いや強いて理由を上げるとするならばただの気まぐれ。
猫が飽きたら寝たりするのと同じ、気まぐれだった。
通っている高校は夏休みに入り、暇を僕はもて余していた。
「あっついなぁ……それにしても」
晴天の大空には雲ひとつ浮かんでおらず、開けたコンクリート道路から立ち上る熱気と日光のダブルパンチは確実に僕の体を蝕んでいる。
ポケットに入れた携帯電話がまた鳴った。
見なくてもわかる。
僕を何処かへ誘うためのメールか電話だろう。
断るために、わざわざ携帯電話を取り出すつもりもなく僕は猛暑の町をゾンビのようにさ迷っていた。
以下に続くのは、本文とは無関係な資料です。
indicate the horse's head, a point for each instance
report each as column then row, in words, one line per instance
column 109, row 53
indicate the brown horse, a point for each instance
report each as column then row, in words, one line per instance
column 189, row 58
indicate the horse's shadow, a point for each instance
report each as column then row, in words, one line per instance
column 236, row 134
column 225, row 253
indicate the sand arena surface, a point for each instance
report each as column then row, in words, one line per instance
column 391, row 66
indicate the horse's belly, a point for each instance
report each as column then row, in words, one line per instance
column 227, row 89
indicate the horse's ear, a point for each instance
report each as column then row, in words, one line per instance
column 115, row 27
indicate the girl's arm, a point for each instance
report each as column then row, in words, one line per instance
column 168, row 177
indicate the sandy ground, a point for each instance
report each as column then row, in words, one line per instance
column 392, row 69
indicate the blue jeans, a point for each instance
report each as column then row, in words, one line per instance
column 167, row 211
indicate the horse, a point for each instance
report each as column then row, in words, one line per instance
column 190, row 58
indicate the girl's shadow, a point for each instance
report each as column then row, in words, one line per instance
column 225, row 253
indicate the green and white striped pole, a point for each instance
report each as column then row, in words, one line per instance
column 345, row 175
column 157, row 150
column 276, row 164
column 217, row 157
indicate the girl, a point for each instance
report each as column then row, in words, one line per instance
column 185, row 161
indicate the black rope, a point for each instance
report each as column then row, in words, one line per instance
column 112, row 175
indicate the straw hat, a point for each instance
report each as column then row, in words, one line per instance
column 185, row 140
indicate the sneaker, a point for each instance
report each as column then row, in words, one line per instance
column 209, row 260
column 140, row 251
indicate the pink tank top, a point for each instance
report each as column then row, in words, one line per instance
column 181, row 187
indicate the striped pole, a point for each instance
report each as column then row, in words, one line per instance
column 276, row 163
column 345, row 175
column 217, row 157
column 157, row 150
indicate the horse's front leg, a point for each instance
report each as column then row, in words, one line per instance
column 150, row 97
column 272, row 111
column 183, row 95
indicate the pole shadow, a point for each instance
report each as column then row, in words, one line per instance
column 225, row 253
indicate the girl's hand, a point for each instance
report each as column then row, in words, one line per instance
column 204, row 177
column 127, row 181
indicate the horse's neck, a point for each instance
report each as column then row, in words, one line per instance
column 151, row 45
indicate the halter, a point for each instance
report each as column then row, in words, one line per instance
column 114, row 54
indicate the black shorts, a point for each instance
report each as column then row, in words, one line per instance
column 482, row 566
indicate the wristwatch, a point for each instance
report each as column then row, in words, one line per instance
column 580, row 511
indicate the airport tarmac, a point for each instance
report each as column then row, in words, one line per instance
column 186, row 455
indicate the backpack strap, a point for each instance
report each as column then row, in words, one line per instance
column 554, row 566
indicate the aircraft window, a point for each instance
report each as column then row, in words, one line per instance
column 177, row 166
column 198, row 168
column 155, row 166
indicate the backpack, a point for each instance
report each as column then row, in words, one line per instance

なぜ誘いを断るのか、についても僕は気まぐれとしか答えられない。
夏の午後をやり過ごすために喫茶店にでも入ろうか、と考えたが財布を持ってきていなかったことに気がついた。
「はぁ……」
自分の息すら暑く感じる。
セミは街路樹で必死に鳴いている。
この暑いのにご苦労様だと思う。
ベッタリと汗で湿ってきたシャツを脱いでシャワーを浴びたい欲望に刈られる。
もう、帰ろうかな。
別に理由があったわけじゃないし。
僕は足を止め元来た道を戻ろうとしたその時ある建物を見つけた。
真っ白で少し近代的なデザインの建物はこの町に最近できた施設だ。
州立図書館。
炎天下の中その図書だけは涼しそうにそこに存在していた。
「……行ってみるか」
とにかく暑いし。
図書館と言うぐらいなのだから冷房もついているだろう。
以外と寝るスペースとかもあったりしないかな。
僕は足を図書館へと向けた。
今まで図書館には縁なんてなかったよ。
工事が完了し、出来上がった時にちらっと外から見たぐらいかな。
だって本には興味なかったから。
実際本を読むぐらいなら僕は今でも寝るのを選ぶだろうって思う。
図書館の入り口はガラスで、僕が近づくと勝手に左右に開いた。
外よりも暗い中はまるで悪魔が口を開けているみたいだ。
入り口から流れ出してきた冷気に吸い込まれるように入ってみた。
その突如、静寂が広がった。
紙の独特な匂いが鼻をつき、夏の午後だということを忘れるほど隔離された空間。
僕を遥かに越える大きな本棚がずらりと並び、当然だがその棚にはぎっちりと本が収まっていた。
静寂。
本当に人がいるのか分からないほどの。
本が全ての音を吸いとってしまったかのような沈黙に僕は足音すら躊躇った。
僕が来るべき場所ではなかった、と後悔しつつもあの炎天下へと帰るつもりになんてならない。
外に出るのは夕方になり、涼しくなってからにしよう。
目についた本棚の本を一冊手に取ってみた。
ずっしりと紙の重さがのし掛かる。
ぺらぺら、と捲ってみるが内容は何一つ頭に入ってこない。
「はー…………」
本を本棚に戻すと、頭をガリガリと掻いた。
涼しさの代わりに居心地の悪さも一緒に手に取ってしまった。
本の海。
天井にはどこか大昔の国の絵が描かれており、垂れ下がったシャンデリアはきらきらと美しく光っている。
人が生きている空間ではないような。
そんな気がしてまた僕は一歩奥へと足を運ぶ。
ここまで来たらもう全部見てやろう、という気が起きてきたんだよ。
それにしても、なんと大きな図書館だろうか。
壁を利用して天井にまで本が高く積まれている。
図書館、未知の世界。
目の前の通路に二冊ほど本を抱えた人が歩いており、ここは現実なのだと思い出す。
誰もかもが皆して、礼拝堂にいるように押し黙ってるね……。
僕にはあまり分からない空間だな……。
本棚と本棚の間を要約の思いで抜けると今度は無数の白い机と椅子の並ぶスペースに出た。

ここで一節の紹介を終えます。